Published August 18, 2020
The prospect of beginning a new graduate program, on a new campus, and perhaps in a new city, is challenging enough under normal circumstances. Add to that the disruption of an historic pandemic and social unrest across the U.S., and you have a recipe for heightened anxiety.
The School of Architecture and Planning is taking the uncertainty of the moment head on through an expanded orientation program designed to ease students into the ‘new normal’. Called PIVOT, the five-week program helps students prepare for the shift: toward life in Buffalo, toward graduate study, toward research and practice within our disciplines, and toward the questions of our current moment
Running weekly from July 28 to August 25, the series of faculty-led conversations and student peer panel discussions zeroes in on current debates within higher education and practice as the built environment professions respond to the pandemic and national call-to-action on racial injustice.
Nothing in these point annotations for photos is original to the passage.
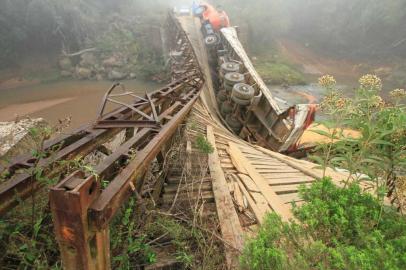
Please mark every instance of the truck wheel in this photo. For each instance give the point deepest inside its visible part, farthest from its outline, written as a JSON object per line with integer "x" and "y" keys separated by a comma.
{"x": 243, "y": 91}
{"x": 210, "y": 40}
{"x": 232, "y": 78}
{"x": 228, "y": 67}
{"x": 226, "y": 108}
{"x": 234, "y": 123}
{"x": 239, "y": 101}
{"x": 222, "y": 96}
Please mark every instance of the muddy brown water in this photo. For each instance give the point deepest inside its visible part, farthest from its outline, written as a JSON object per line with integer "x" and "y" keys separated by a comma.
{"x": 57, "y": 100}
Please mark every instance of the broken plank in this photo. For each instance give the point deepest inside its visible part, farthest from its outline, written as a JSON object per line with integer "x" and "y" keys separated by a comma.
{"x": 249, "y": 183}
{"x": 230, "y": 226}
{"x": 259, "y": 213}
{"x": 236, "y": 161}
{"x": 271, "y": 197}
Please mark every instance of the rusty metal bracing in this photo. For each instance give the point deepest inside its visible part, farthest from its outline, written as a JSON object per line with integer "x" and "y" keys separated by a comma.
{"x": 142, "y": 113}
{"x": 81, "y": 208}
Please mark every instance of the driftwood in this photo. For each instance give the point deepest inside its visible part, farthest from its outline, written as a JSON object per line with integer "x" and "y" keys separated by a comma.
{"x": 79, "y": 52}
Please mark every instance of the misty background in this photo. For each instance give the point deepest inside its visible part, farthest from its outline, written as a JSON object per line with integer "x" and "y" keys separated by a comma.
{"x": 369, "y": 33}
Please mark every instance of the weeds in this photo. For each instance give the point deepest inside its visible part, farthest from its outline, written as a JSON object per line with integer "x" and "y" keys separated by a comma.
{"x": 204, "y": 145}
{"x": 340, "y": 228}
{"x": 379, "y": 152}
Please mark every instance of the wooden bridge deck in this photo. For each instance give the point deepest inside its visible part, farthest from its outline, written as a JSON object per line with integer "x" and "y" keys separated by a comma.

PIVOT also features elements of the traditional orientation agenda – such as a virtual tour of Buffalo, meet-and-greet sessions with current students, and updates on what to expect for the fall 2020 return to campus.
Martha Bohm, associate professor of architecture and associate dean for academic affairs, says the program empowers incoming students by making them an active part of the conversation.
“Our new graduate students are facing the same disruptions from the pandemic, economic recession, and street protests as we are – all while embarking on a new course of study in a new place. PIVOT provides a space for them to grapple with the disorientation of our current moment even as they reorient their ways of thinking along the lines of their new disciplines.”.”
Participants have included nearly 40 students from around the world who are new to UB and will enter the School’s graduate programs in architecture, urban planning and real estate development this fall.
The program opened with a spotlight on the City of Buffalo – the center of the School’s place-based approach to teaching and research. Instead of the traditional walking tour students explored the city through two films that showcase the city’s urban landscapes – the School’s internationally exhibited “See It Through Buffalo” documentary short, and a recent feature on Buffalo’s world-class urban design and architecture.
Faculty-led conversations have considered the intersection of public health and social justice in relation to place and the built environment.
“Our new graduate students are facing the same disruptions from the pandemic, economic recession, and street protests as we are – all while embarking on a new course of study in a new place. PIVOT provides a space for them to grapple with the disorientation of our current moment even as they reorient their ways of thinking along the lines of their new disciplines.”
- Martha Bohm, associate professor of architecture, associate dean for academic affairs, Schoool of Architecture and Planning
Korydon Smith, chair and professor of architecture, discussed patterns of global migration in Buffalo and new challenges to emplacement due to the pandemic. A conversation on the relationship of place to racial injustice, led by Urban and Regional Planning Professor Henry Taylor and Architecture Assistant Professor Charles Davis, generated deep conversation with the participants as they considered their potential – and responsibility – to cultivate anti-racism in the way we study, conduct research and ultimately design and build cities.
Next week, urban planning professor Samina Raja will present research on the connections between human health and the built environment, and the particular challenges for people of color and low-income communities.
Dean Robert Shibley, who has participated in each of the sessions, says today’s global context presents new possibilities for the built environment professions to mobilize structural change on urgent societal needs. “We are not defeated by the current moment. We are energized by the opportunities for global citizenship that it presents. Health, equity and social justice are measures of our place on this planet. These issues have to be part of our daily conversation, as a School, as a community, and as a profession.”
Students have responded enthusiastically to the community-building aspects and intellectual rigor of the program.
Jeremy Sanford, who comes to Buffalo from the University of Wisconsin-Madison, where he studied conservation biology and environmental studies, said PIVOT has smoothed his transition into the MUP program. “I was uncertain and stressed about starting a new program and given the current situation we are in. PIVOT allowed me to put a face to the information I had been receiving and empowered me to be more confident in the next steps going forward. Especially helpful are the small group discussions which enable getting to know colleagues and their perspectives.”
Sanford is also particularly energized by the School’s engagement with Buffalo. “I appreciate the intricacies of the city and promoting the idea of knowing a city and where it can be improved. It’s really cool and inspiring to see I can get my ideas out there.”
Hali Sheriff, who will start the MArch program remotely from Peru, where she is currently a practicing architect, says the program has helped her feel more connected, despite being a continent away. “The PIVOT orientation program was very useful and informative, especially in the current world situation with remote education. I enjoyed learning new content and exchanging opinions with peers from different countries.”